The Balkans eBook

This eBook from the Gutenberg Project consists of approximately 396 pages of information about The Balkans.

The Balkans eBook

This eBook from the Gutenberg Project consists of approximately 396 pages of information about The Balkans.

[Illustration:  The Balkan peninsula ethnological]

Place-names are a good index of the extent and strength of the tide of Slav immigration.  All along the coast, from the mouth of the Danube to the head of the Adriatic, the Greek and Roman names have been retained though places have often been given alternative names by the Slavonic settlers.  Thrace, especially the south-eastern part, and Albania have the fewest Slavonic place-names.  In Macedonia and Lower Moesia (Bulgaria) very few classical names have survived, while in Upper Moesia (Serbia) and the interior of Dalmatia (Bosnia, Hercegovina, and Montenegro) they have entirely disappeared.  The Slavs themselves, though their tribal names were known, were until the ninth century usually called collectively S(k)lavini ([Greek:  Sklabaenoi]) by the Greeks, and all the inland parts of the peninsula were for long termed by them ‘the S(k)lavonias’ ([Greek:  Sklabiniai]).

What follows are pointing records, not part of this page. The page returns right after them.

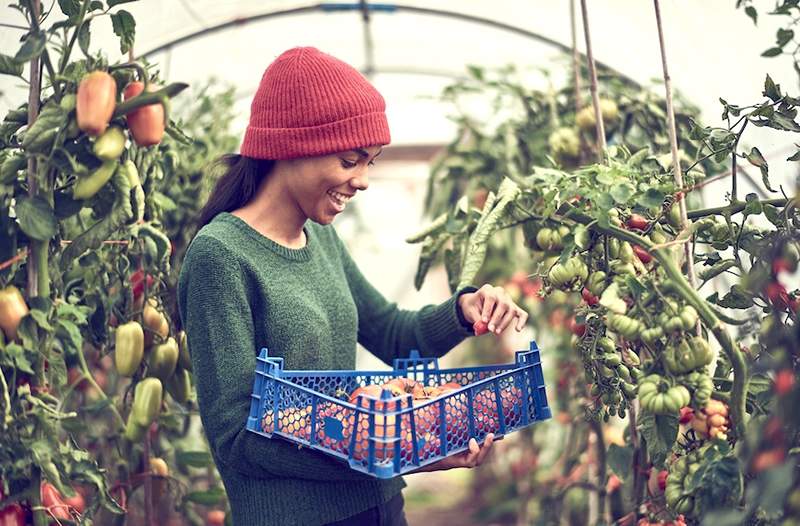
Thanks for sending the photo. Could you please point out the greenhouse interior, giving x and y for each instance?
(569, 297)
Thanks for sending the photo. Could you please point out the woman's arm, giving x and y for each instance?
(215, 309)
(389, 332)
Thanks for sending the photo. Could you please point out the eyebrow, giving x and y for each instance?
(363, 153)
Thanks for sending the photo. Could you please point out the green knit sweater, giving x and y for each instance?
(240, 291)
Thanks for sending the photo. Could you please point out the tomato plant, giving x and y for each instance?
(95, 379)
(678, 366)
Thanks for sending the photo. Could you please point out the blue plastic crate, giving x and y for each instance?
(390, 435)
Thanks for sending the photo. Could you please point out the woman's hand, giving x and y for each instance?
(472, 457)
(493, 306)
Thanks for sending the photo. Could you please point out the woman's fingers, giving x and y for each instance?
(522, 319)
(508, 317)
(487, 447)
(488, 301)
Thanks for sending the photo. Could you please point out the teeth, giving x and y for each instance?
(340, 198)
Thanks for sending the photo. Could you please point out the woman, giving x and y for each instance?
(267, 270)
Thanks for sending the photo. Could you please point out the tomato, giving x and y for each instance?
(784, 381)
(638, 222)
(768, 459)
(154, 322)
(138, 281)
(12, 309)
(215, 518)
(77, 502)
(687, 413)
(590, 299)
(777, 295)
(480, 327)
(643, 255)
(96, 100)
(158, 467)
(12, 515)
(146, 124)
(110, 145)
(88, 185)
(163, 359)
(129, 348)
(54, 502)
(147, 401)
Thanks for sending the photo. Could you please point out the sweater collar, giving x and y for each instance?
(293, 254)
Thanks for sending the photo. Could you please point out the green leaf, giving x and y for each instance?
(8, 66)
(36, 218)
(622, 192)
(635, 286)
(125, 28)
(751, 12)
(651, 198)
(660, 432)
(716, 269)
(782, 122)
(32, 47)
(18, 355)
(753, 206)
(84, 36)
(736, 298)
(620, 460)
(70, 7)
(773, 213)
(605, 201)
(196, 459)
(207, 498)
(784, 36)
(41, 319)
(756, 159)
(70, 336)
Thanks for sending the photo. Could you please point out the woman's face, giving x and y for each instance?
(322, 186)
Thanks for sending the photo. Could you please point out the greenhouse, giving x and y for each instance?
(569, 297)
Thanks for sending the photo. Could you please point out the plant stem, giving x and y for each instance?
(598, 115)
(68, 50)
(576, 58)
(600, 446)
(673, 139)
(152, 97)
(733, 208)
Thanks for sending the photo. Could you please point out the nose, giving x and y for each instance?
(360, 182)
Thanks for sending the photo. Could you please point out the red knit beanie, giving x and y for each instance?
(310, 103)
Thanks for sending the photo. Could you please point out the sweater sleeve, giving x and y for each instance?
(214, 306)
(389, 332)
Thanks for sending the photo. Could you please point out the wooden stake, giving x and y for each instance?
(576, 57)
(598, 115)
(673, 139)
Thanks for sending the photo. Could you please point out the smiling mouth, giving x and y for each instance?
(339, 200)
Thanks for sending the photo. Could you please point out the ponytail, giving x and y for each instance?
(238, 184)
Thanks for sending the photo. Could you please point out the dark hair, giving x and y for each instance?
(237, 185)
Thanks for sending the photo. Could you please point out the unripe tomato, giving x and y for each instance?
(159, 467)
(637, 221)
(215, 518)
(12, 309)
(97, 98)
(643, 255)
(146, 123)
(784, 381)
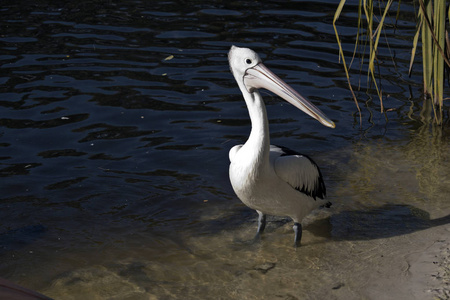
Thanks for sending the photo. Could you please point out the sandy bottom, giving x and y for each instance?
(387, 236)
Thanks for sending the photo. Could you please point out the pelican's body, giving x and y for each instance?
(270, 179)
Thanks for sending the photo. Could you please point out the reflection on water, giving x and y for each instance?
(116, 122)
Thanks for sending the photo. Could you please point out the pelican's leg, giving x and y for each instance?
(261, 222)
(298, 234)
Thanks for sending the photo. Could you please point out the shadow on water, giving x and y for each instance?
(381, 222)
(15, 239)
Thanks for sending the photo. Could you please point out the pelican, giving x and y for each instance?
(270, 179)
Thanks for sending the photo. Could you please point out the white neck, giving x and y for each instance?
(259, 141)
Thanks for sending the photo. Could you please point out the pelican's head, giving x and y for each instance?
(250, 74)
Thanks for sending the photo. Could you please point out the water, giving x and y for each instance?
(116, 122)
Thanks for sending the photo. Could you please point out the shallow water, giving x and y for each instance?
(116, 123)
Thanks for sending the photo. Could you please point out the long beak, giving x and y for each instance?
(260, 76)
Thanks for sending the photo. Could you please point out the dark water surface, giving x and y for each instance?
(115, 126)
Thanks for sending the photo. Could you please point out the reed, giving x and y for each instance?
(431, 29)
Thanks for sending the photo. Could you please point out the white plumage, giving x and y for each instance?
(270, 179)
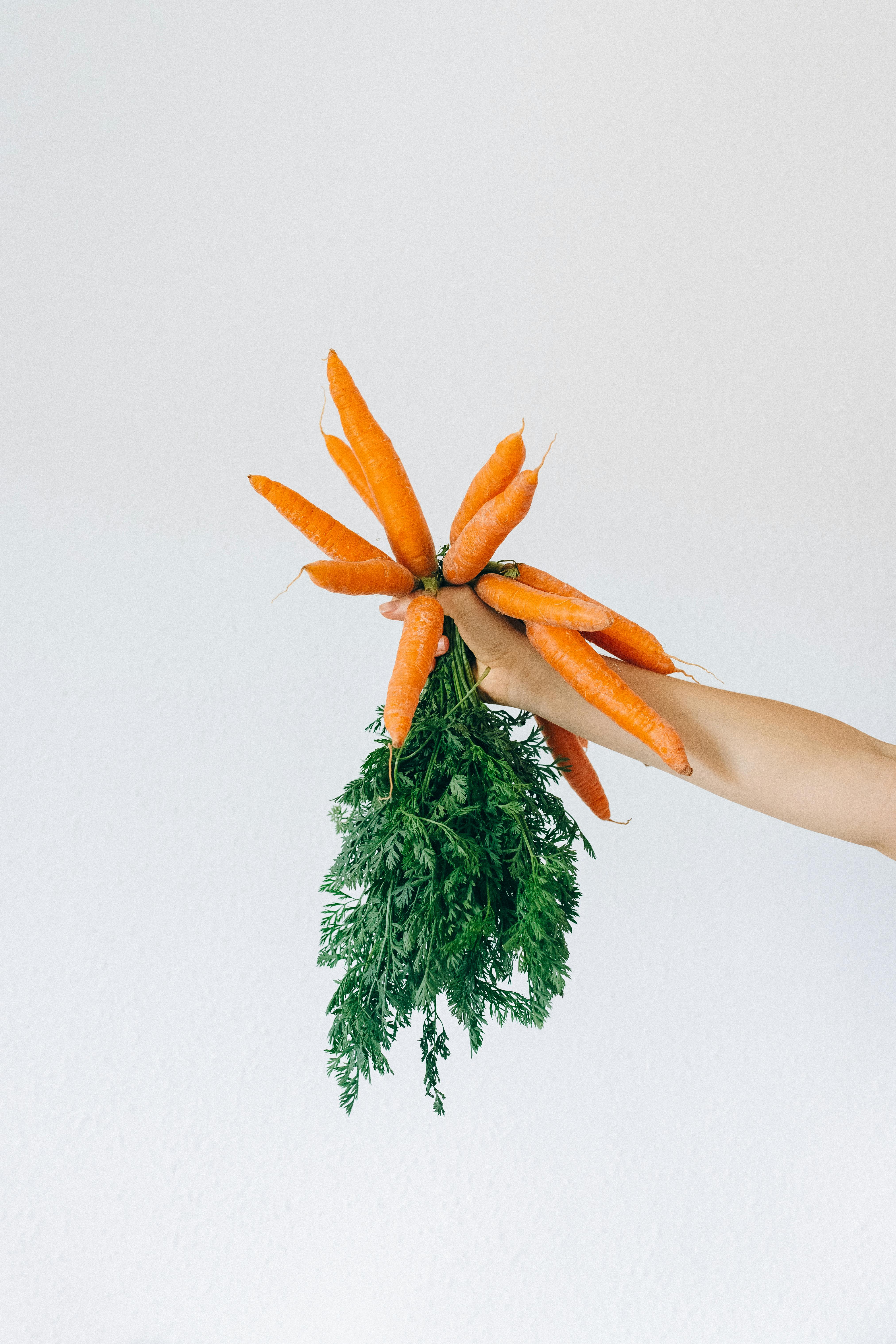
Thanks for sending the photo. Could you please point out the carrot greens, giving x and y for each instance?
(441, 893)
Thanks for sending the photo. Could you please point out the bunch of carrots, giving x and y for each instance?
(563, 624)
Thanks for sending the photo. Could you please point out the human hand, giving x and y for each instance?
(499, 644)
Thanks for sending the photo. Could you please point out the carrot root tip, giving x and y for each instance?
(291, 584)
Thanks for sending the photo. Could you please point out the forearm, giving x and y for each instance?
(776, 759)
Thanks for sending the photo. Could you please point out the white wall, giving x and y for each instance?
(663, 232)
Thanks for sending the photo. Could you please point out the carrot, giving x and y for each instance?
(397, 505)
(585, 670)
(580, 773)
(497, 474)
(627, 640)
(328, 535)
(351, 470)
(358, 579)
(490, 526)
(413, 662)
(518, 600)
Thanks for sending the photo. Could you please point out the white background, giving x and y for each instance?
(663, 232)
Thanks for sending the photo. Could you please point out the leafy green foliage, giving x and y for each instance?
(464, 874)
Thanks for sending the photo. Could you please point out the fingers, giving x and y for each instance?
(397, 609)
(491, 636)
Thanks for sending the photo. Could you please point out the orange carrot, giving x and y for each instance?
(497, 474)
(518, 600)
(358, 579)
(393, 492)
(625, 640)
(413, 662)
(351, 470)
(580, 773)
(490, 526)
(328, 535)
(585, 670)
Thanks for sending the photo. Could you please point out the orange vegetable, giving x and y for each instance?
(497, 474)
(358, 579)
(413, 662)
(351, 470)
(393, 492)
(490, 526)
(569, 654)
(625, 640)
(327, 534)
(580, 773)
(518, 600)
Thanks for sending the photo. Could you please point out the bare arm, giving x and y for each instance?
(776, 759)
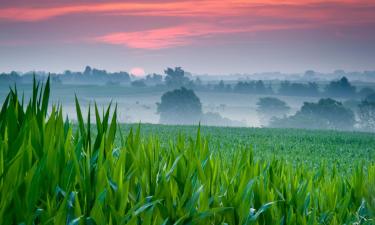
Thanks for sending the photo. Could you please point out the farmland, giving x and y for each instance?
(96, 171)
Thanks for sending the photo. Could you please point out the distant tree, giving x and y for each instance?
(154, 79)
(364, 92)
(366, 113)
(180, 106)
(138, 83)
(326, 114)
(220, 86)
(87, 71)
(299, 89)
(340, 88)
(176, 77)
(270, 107)
(252, 87)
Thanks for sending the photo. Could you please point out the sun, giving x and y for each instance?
(137, 71)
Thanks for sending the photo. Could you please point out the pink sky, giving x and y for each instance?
(165, 28)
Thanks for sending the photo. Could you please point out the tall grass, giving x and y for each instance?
(51, 173)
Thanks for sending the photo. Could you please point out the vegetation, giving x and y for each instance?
(269, 107)
(180, 106)
(366, 113)
(54, 173)
(176, 78)
(325, 114)
(341, 87)
(299, 89)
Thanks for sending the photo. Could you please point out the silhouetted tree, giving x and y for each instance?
(176, 77)
(180, 106)
(326, 114)
(138, 83)
(366, 113)
(270, 107)
(364, 92)
(340, 88)
(252, 87)
(299, 89)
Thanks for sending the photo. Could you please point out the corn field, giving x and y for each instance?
(53, 171)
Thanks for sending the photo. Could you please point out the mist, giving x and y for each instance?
(257, 100)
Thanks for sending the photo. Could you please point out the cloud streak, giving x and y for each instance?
(313, 9)
(178, 36)
(204, 19)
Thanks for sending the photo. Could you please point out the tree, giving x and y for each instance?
(366, 113)
(325, 114)
(176, 77)
(270, 107)
(138, 83)
(299, 89)
(340, 88)
(180, 106)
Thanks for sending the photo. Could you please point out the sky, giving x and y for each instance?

During the seventh century, dating from the defeat of the Slavs and Avars before the walls of Constantinople in 626 and the final triumph of the emperor over the Persians in 628, the influence and power of the Greeks began to reassert itself throughout the peninsula as far north as the Danube; this process was coincident with the decline of the might of the Avars.  It was the custom of the astute Byzantine diplomacy to look on and speak of lands which had been occupied by the various barbarian invaders as grants made to them through the generosity of the emperor; by this means, by dint also of lavishing titles and substantial incomes to the invaders’ chiefs, by making the most of their mutual jealousies, and also by enlisting regiments of Slavonic mercenaries in the imperial armies, the supremacy of Constantinople was regained far more effectively than it could have been by the continual and exhausting use of force.

BULGARIA

4

The Arrival of the Bulgars in the Balkan Peninsula, 600-700

The progress of the Bulgars towards the Balkan peninsula, and indeed all their movements until their final establishment there in the seventh century, are involved in obscurity.  They are first mentioned by name in classical and Armenian sources in 482 as living in the steppes to the north of the Black Sea amongst other Asiatic tribes, and it has been assumed by some that at the end of the fifth and throughout the sixth century they were associated first with the Huns and later with the Avars and Slavs in the various incursions into and invasions of the eastern empire which have already been enumerated.  It is the tendency of Bulgarian historians, who scornfully point to the fact that the history of Russia only dates from the ninth century, to exaggerate the antiquity of their own and to claim as early a date as possible for the authentic appearance of their ancestors on the kaleidoscopic stage of the Balkan theatre.  They are also unwilling to admit that they were anticipated by the Slavs; they prefer to think that the Slavs only insinuated themselves there thanks to the energy of the Bulgars’ offensive against the Greeks, and that as soon as the Bulgars had leisure to look about them they found all the best places already occupied by the anarchic Slavs.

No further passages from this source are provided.